Palestinian suicide bombers capped a grim day in the Middle East by mounting their first successful operation since March and their deadliest since last October. Hamas militants killed at least 16, including a three-year-old boy and injured more than 90 in attacks on two buses in the Israeli city of Beersheba.
In Moscow last night at least ten people were killed and 51 injured when a woman suicide bomber attacked a metro station. Suspicion fell on militants fighting for Chechen independence.
The Nepalese victims were cooks and cleaners from rural villages who may have been tricked into going to Iraq by a Jordanian manpower agency.They were kidnapped on August 19 as their convoy drove towards Baghdad down one of the most dangerous highways in Iraq.
In a four-minute video released yesterday by a group calling itself the Army of Ansar al-Sunna, a hooded man used a knife to slit the throat of one blindfolded Nepali lying on the ground with his hands tied. The knifeman then displayed his head to the camera.
A man with an assault rifle was shown shooting into the back of the heads of the other 11 hostages who lay face down in a sandy ditch. Video footage and photographs showed the bodies covered in blood and bullet wounds.
The killings double to 24 the number of hostages murdered in Iraq in a tactic that has stalled reconstruction, frightened investors, raised security costst and left major roads virtually impassable.
The Army of Ansar al-Sunna said in a statement: “We have carried out the sentence of God against 12 Nepalis who came from their country to fight the Muslims and to serve the Jews and the Christians . . . believing in Buddha as their God. Our brothers, do not feel any mercy or pity for these nasty and spiteful people. They have left their homes and their countries and crossed thousands of kilo metres to work for the American crusader forces and to support their war against Islam and the Mujahidin.”
Shocked relatives in Nepal claimed that the victims believed they were going to work in Jordan for $2,500 a month — a fortune to them. The family of one, Ramesh Khadka, said that he had taken a loan of more than $2,000 to travel to work as a cook.
Prakash Sharat Mahat, Nepal’s Minister of State for Foreign Affairs, accused employment agencies of exploiting Nepal’s poverty. “It is highly deplorable that manpower companies have deceived these people by sending them to Iraq after they went to Jordan,” he said.
The Nepalese Government, which declined to contribute troops to Iraq, condemned the murders as a “barbarian act of terrorism”.
The French Government, which also opposed the Iraq war, spent yesterday frantically mustering support from Arab allies to convince a separate group, the Islamic Army of Iraq, that killing the journalists would not help its cause.

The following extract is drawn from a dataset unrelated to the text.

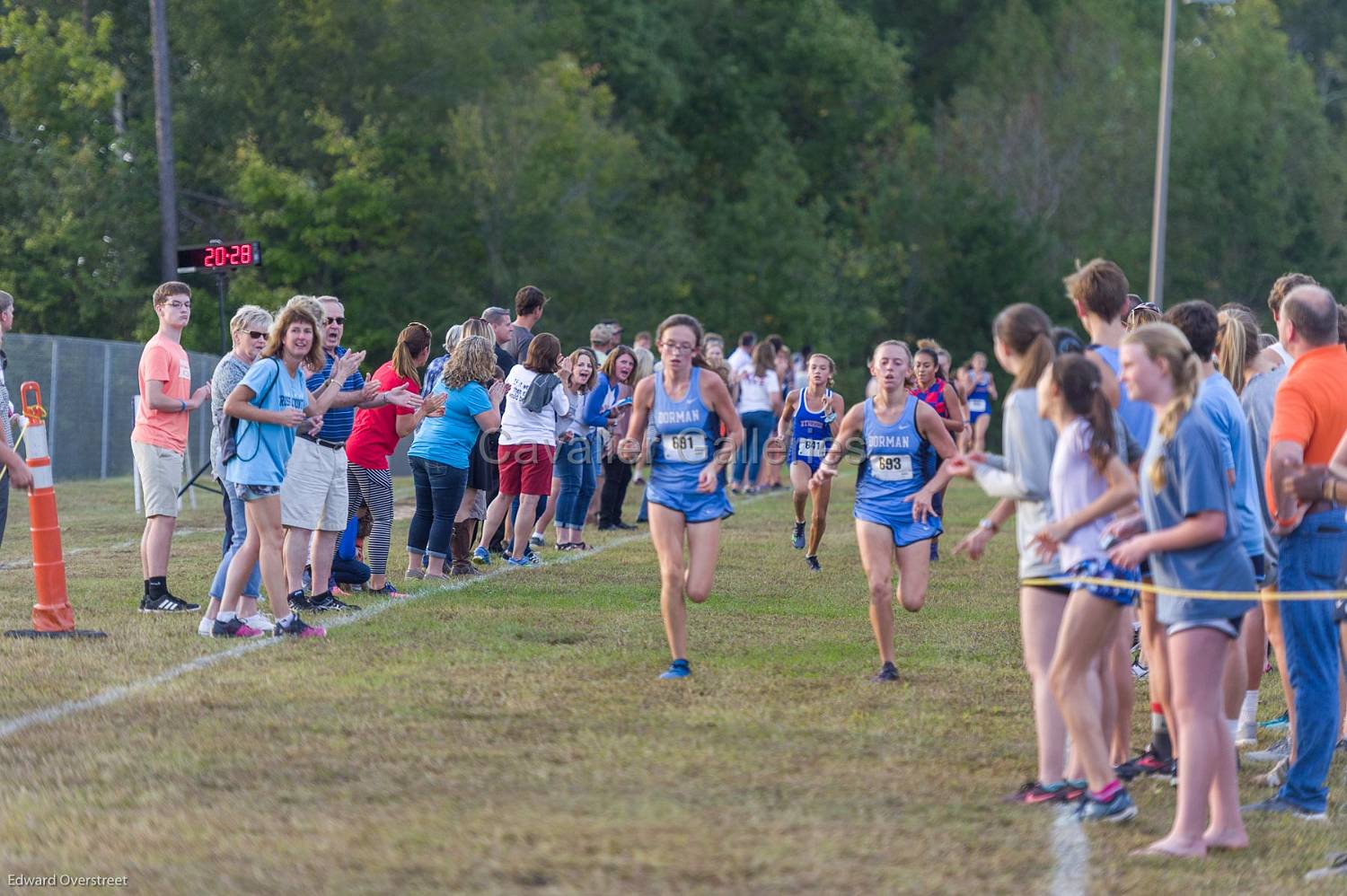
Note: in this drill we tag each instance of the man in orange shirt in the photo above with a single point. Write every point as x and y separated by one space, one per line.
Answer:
159 439
1308 420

The group has demanded that France lift its ban on Muslim headscarves in schools by last night. Michel Barnier, France’s Foreign Minister, shuttled between Jordan and Egypt. A leading diplomat and an intelligence official were sent to Baghdad.

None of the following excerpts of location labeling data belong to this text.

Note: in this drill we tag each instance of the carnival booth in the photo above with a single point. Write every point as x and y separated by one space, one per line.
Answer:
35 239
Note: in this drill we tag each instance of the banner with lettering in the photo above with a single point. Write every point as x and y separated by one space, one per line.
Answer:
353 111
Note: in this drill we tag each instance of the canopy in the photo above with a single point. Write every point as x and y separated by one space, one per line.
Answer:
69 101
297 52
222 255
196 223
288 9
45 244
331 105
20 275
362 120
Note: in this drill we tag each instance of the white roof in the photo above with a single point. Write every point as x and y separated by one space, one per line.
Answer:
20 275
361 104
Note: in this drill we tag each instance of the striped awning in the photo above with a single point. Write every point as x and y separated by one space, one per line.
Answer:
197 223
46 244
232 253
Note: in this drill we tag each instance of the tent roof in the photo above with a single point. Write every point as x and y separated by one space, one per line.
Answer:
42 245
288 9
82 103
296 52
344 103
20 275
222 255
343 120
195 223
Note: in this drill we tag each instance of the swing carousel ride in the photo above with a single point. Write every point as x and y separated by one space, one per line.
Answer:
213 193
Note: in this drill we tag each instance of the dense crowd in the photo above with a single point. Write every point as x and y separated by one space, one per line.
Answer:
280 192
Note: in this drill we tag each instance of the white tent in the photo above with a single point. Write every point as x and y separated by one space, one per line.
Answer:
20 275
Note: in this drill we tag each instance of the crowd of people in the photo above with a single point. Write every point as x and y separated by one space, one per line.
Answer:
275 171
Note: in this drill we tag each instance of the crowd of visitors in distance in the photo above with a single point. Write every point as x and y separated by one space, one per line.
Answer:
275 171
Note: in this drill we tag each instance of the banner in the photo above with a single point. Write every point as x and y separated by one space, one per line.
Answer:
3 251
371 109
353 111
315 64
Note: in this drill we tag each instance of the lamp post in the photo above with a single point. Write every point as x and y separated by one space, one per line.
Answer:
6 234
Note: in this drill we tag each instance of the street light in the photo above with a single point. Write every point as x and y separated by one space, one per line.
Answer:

The Iranian government, the Palestinian militant group Hamas, the Palestinian leader Yassir Arafat and Sunni and Shia leaders in Iraq appealed for the release of Christian Chesnot, 37, of Radio France International, and Georges Malbrunot, 41, of Le Figaro.

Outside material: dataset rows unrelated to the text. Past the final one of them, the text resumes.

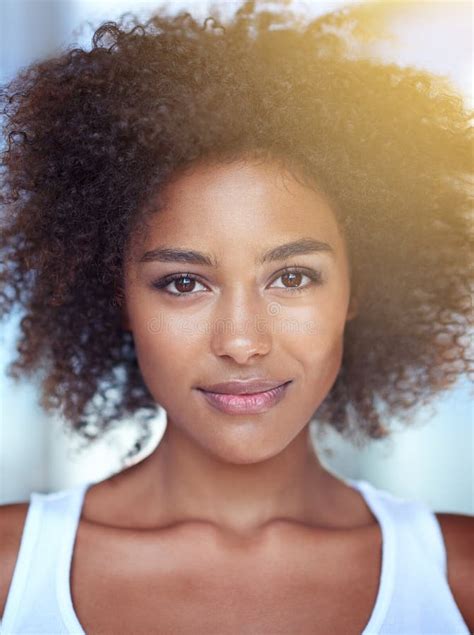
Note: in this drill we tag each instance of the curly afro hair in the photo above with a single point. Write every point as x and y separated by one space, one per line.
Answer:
93 135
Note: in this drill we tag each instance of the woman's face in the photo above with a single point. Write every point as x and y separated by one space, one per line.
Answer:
233 312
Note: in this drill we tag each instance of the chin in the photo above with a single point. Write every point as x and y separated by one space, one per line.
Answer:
242 449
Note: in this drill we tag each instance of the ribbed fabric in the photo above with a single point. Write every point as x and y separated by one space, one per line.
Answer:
413 598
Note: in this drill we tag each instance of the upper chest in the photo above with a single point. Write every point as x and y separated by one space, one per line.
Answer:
190 580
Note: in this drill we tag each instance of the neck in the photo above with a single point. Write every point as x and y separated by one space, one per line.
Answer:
193 485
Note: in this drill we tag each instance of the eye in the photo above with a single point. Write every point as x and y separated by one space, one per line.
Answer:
184 282
294 277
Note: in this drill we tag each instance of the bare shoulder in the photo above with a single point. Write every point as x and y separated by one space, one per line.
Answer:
458 533
12 521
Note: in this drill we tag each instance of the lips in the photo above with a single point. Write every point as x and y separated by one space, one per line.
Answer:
248 402
244 386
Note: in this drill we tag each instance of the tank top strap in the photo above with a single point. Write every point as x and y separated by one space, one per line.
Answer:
39 594
415 550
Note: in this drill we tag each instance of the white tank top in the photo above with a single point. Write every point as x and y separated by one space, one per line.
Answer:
413 595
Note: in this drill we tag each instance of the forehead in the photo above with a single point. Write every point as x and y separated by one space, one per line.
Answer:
226 206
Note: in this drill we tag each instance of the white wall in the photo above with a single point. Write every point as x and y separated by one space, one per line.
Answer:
432 461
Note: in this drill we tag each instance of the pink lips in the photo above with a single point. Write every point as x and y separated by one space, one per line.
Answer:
253 403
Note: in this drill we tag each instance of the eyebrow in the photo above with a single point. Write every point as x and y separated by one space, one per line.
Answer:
299 247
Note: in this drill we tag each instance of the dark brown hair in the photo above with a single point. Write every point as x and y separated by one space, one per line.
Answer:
92 135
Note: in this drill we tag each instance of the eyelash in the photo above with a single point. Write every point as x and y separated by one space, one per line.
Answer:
314 275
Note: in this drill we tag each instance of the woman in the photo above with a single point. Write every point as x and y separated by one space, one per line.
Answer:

“We are entirely concentrated on securing their release,” President Chirac said after meeting President Putin of Russia and Gerhard Schröder, the German Chancellor.
As many as 80 foreigners have been kidnapped in Iraq, and those killed include two Americans, two Pakistanis, a South Korean and two Italians. The most recent victim, the Italian journalist Enzo Baldoni, was killed last Thursday by the same group holding the French journalists.
Al-Arabiya satellite channel raised hopes by predicting the journalists’ imminent release, but as night fell in Iraq there was no breakthrough.
Iraq’s most senior Sunni clerics’ organisation joined the appeals for the journalists’ release. Mohammed Bashar al-Faidi, of the Muslim Scholars Association, said: “Our priority is to drive out the occupation, so we have to gain support. Killing these two hostages will cause Iraq’s isolation.”